As Leah Hawkins drove toward the bank, she held her phone in her hand and stared at the screen. The car was still there. But as she watched, it began to move, going backward. Then it went forward. They were leaving.
She was still a mile behind them, and they were turning again, heading west. They were going toward the river.
She had to beat them to the bridge. She could see that the entrance to the bridge was at DeSiard Street. She had seen it on the way into town. The bridge was old. It was long, and it had a swing-bridge section in the middle.
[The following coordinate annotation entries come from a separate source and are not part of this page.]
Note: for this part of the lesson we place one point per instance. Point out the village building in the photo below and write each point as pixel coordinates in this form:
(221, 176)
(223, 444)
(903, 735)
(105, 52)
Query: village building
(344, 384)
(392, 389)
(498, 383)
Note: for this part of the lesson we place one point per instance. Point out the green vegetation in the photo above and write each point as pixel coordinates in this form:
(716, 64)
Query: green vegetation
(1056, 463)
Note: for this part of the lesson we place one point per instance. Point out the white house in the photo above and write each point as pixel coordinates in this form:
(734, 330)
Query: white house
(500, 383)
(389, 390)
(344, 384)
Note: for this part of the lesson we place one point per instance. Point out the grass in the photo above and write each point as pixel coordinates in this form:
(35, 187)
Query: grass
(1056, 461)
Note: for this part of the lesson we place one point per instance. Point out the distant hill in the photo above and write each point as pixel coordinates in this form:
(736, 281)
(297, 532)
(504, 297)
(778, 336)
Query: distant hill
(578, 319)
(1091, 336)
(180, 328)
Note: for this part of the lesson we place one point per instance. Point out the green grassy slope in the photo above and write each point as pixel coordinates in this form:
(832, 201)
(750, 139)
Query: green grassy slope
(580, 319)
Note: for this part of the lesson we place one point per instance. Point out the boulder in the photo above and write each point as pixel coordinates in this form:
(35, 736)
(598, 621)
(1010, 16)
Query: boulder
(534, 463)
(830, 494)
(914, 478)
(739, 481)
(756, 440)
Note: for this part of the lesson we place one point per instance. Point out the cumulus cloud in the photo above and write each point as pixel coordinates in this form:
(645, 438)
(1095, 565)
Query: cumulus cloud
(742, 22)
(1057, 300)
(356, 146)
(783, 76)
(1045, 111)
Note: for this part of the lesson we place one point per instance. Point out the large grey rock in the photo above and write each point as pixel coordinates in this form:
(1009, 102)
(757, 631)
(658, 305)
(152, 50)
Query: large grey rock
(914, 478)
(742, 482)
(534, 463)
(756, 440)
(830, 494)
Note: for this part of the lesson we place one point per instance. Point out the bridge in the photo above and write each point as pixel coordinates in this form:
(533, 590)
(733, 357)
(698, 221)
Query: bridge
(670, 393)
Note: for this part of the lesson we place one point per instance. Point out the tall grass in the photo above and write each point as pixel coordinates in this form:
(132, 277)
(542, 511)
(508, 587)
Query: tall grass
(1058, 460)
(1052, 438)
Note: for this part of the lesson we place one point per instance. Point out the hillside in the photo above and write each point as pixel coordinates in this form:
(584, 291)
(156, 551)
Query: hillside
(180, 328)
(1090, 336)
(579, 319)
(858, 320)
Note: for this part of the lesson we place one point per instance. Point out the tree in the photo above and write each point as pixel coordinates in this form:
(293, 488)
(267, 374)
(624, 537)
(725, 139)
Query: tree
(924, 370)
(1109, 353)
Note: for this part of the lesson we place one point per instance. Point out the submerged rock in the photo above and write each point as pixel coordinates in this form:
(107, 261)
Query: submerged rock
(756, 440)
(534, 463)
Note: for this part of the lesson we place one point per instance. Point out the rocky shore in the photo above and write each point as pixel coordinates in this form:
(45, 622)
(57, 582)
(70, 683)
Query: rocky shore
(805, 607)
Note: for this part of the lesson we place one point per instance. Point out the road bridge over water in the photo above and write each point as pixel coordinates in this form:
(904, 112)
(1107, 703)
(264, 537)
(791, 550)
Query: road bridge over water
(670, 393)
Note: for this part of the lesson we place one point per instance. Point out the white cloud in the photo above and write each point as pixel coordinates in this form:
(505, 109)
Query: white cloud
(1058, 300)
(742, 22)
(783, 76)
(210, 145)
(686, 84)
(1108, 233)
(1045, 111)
She didn’t know if it still swung open and closed, or if that was some obsolete feature that wasn’t used anymore. All she could do was head there and hope she got there first.
Somewhere in the distance she heard sirens. It occurred to her, not for the first time, that she was one of a limited number of people who welcomed that wailing sound.
DeSiard Street was ahead of her—three short blocks, then turn left.
Leah drove hard and in a moment she was on DeSiard Street and accelerating again. She could see the bridge clearly now. There was a long, nearly flat approach, paved like a road onto the water of the wide river. It narrowed to two lanes a distance ahead. It was a few minutes after six, and she was seeing traffic that was probably heavier than it was for most of the day on both the westbound and eastbound lanes.